Characteristics of the models:
- Neural Bag of Words architecture
- A single dense layer with dropout
- Use Glove embeddings (dim=300) without fine tuning them
- Maximum sequence length is 100




In [1]:
try:
  from google.colab import drive
  drive.mount('/content/drive', force_remount=True)
  path = r'/content/drive/MyDrive/w266'
except ModuleNotFoundError:
  path = r'data'

Mounted at /content/drive


## Package imports

In [2]:
%%capture
!pip install keras_tuner

In [31]:
import pandas as pd
import numpy as np

import matplotlib.pyplot as plt
# This tells matplotlib not to try opening a new window for each plot.
%matplotlib inline
import seaborn as sns

from collections import Counter

import tensorflow as tf
from keras.preprocessing.text import Tokenizer
from tensorflow.keras.layers import Embedding, Input, Dense, Lambda, Dropout
from keras.models import Sequential
from tensorflow.keras.layers import TextVectorization
import tensorflow.keras.backend as K
# for hyperparameter tunning
import keras_tuner as kt
from keras_tuner import HyperModel
import keras_tuner as kt
from tensorflow.keras.utils import to_categorical
from keras.preprocessing.sequence import pad_sequences


# import sklearn to calculate the metrics
from sklearn import metrics
from sklearn.preprocessing import label_binarize
from sklearn.model_selection import train_test_split
from sklearn.metrics import classification_report


In [None]:
print(tf.__version__)

2.6.0


In [4]:
import os
os.getcwd()

'/content'

# Load
Load training, development and test datasets.
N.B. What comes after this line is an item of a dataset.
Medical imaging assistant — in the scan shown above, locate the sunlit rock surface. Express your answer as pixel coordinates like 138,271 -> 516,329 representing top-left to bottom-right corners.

See RtGender Split and Save notebook to see approach. 

In [7]:
train_df = pd.read_csv('/content/drive/MyDrive/w266/annotations_train.csv') #train_oversampled
dev_df = pd.read_csv('/content/drive/MyDrive/w266/annotations_dev.csv')

print('train_shape: ',train_df.shape)
print('dev_shape: ',dev_df.shape)

train_shape:  (10746, 9)
dev_shape:  (2303, 9)


In [8]:
# remove irrelevant annotation examples
train_df  = train_df[train_df['relevance'] != 'Irrelevant']
dev_df = dev_df[dev_df['relevance'] != 'Irrelevant']

print('updated train_shape: ',train_df.shape)
print('updated dev_shape: ',dev_df.shape)

updated train_shape:  (9482, 9)
updated dev_shape:  (2042, 9)


In [9]:
nan_values = dev_df[dev_df.isna().any(axis=1)] 
print(nan_values)

# return without missing values in response_text
dev_df.dropna(subset = ["response_text"], inplace=True)

Empty DataFrame
Columns: [Unnamed: 0, source, op_gender, post_text, response_text, sentiment, relevance, label, labels_4]
Index: []


In [10]:
X_train = train_df['response_text']
y_train = train_df['labels_4']
X_dev = dev_df['response_text']
y_dev = dev_df['labels_4']

## Load GloVe 

In [None]:
# load pre-trained word embeddings. In this case Glove
# This is commented out to avoid downloading it again
!wget http://nlp.stanford.edu/data/glove.6B.zip -P ~/data/

# # unzip the file
# # commented out for the same reason above
!unzip ~/data/glove.6B.zip -d ~/data/

In [13]:
# path to glove file- will use the embeddings with dimension = 300
glove_file ="/root/data/glove.6B.300d.txt"

# embedding layer 
embeddings_index = {}
f = open(os.path.join(glove_file))
for line in f:
    values = line.split()
    word = values[0]
    coefs = np.asarray(values[1:], dtype='float32')
    embeddings_index[word] = coefs
f.close()

print('Found %s word vectors.' % len(embeddings_index))

Found 400000 word vectors.


# Preprocess

In [14]:
# tokenize data and return embeddings matrix 
max_tokens = 10000
# consider this maximum number of words
max_sequence_length = 100
tokenizer = Tokenizer(num_words=max_tokens)

#x_train, x_dev, embedding_matrix = tokenize_Xtrain_and_Xdev(X_train, X_dev)

# one-hot encodign and reshape labels
print("-"*60)

train_labels = to_categorical(np.asarray(y_train))
dev_labels = to_categorical(np.asarray(y_dev))

print('Shape of train label tensor:', train_labels.shape)
print('Shape of dev label tensor:', dev_labels.shape)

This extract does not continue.